This is what we see if if we use that RCI based on the baseline SD from whole (finite) population, i.e. from a perfect estimate of the true SD.

Show code

tibSamples %>%
  tabyl(RCIcat3way) %>%
  ### this just deals with an oddity that janitor::tabyl() says its variable is "percent" but 
  ### actually gives proportions
  mutate(percent = 100 * percent, # convert to percentages
         percent = sprintf("%4.2f", percent), # get to 2 d.p. and then ... add "%"
         percent = str_c(percent, "%")) %>%
  flextable() %>%
  autofit() %>%
  ### as percent is now a character variable it would align left by default hence ...
  align(j = "percent", align = "right")

RCIcat3way	n	percent
No reliable change	38,048	95.12%
Reliable deterioration	1,023	2.56%
Reliable improvement	929	2.32%

This shows the numbers in each RCI category for each sample but using the population RCI. It also shows the chisquared p value testing the observed numbers against the expected values.

Show code

tibSamples %>%
  group_by(sampleID) %>%
  summarise(nNoRelChange = sum(RCIcat3way == "No reliable change"),
            nRelDet = sum(RCIcat3way == "Reliable deterioration"),
            nRelImp = sum(RCIcat3way == "Reliable improvement")) %>%
  rowwise() %>%
  ### run the chisquared test squashing warnings
  mutate(chisqP = suppressWarnings(chisq.test(as.table(rbind(c(nNoRelChange, nRelDet, nRelImp),
                                                              vecExpectedNs)))$p.value)) %>%
  ungroup() -> tmpTib1

tmpTib1 %>%
  flextable() %>%
  colformat_double(digits = 3) %>%
  ### next two lines do nice conditional background colour formatting
  bg(j = "chisqP", i = ~ chisqP >= .05, bg = "green") %>%
  bg(j = "chisqP", i = ~ chisqP < .05, bg = "red")
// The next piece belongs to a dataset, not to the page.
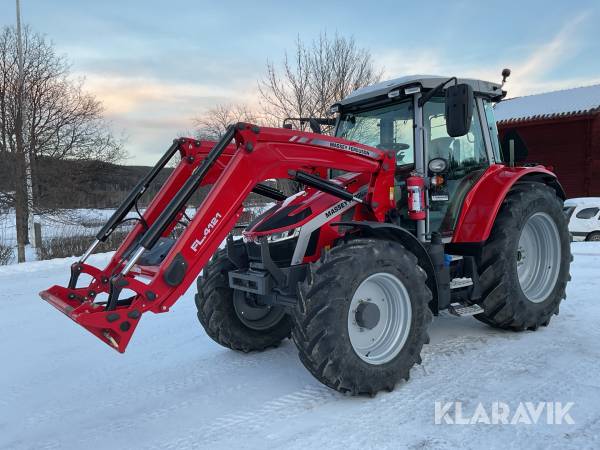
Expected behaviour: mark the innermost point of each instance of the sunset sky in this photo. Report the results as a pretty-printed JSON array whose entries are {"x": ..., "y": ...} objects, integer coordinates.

sampleID	nNoRelChange	nRelDet	nRelImp	chisqP
1	1,914	45	41	0.548
2	1,912	46	42	0.638
3	1,909	51	40	0.565
4	1,913	49	38	0.429
5	1,899	55	46	0.817
6	1,893	60	47	0.602
7	1,899	45	56	0.740
8	1,888	48	64	0.407
9	1,916	44	40	0.458
10	1,906	62	32	0.073
11	1,892	52	56	0.820
12	1,915	35	50	0.258
13	1,905	49	46	0.912
14	1,888	62	50	0.516
15	1,899	53	48	0.938
16	1,902	52	46	0.902
17	1,901	53	46	0.881
18	1,905	54	41	0.591
19	1,894	58	48	0.725
20	1,898	50	52	0.980

Show code

tmpTib1 %>%
  summarise(meanP = mean(chisqP)) %>%
  pull() -> valMeanP

So that shows that all the proportions were as you’d expect given random fluctuations across the samples, and that the chisquared test p value was above .05 for all the samples. The mean p value is 0.64.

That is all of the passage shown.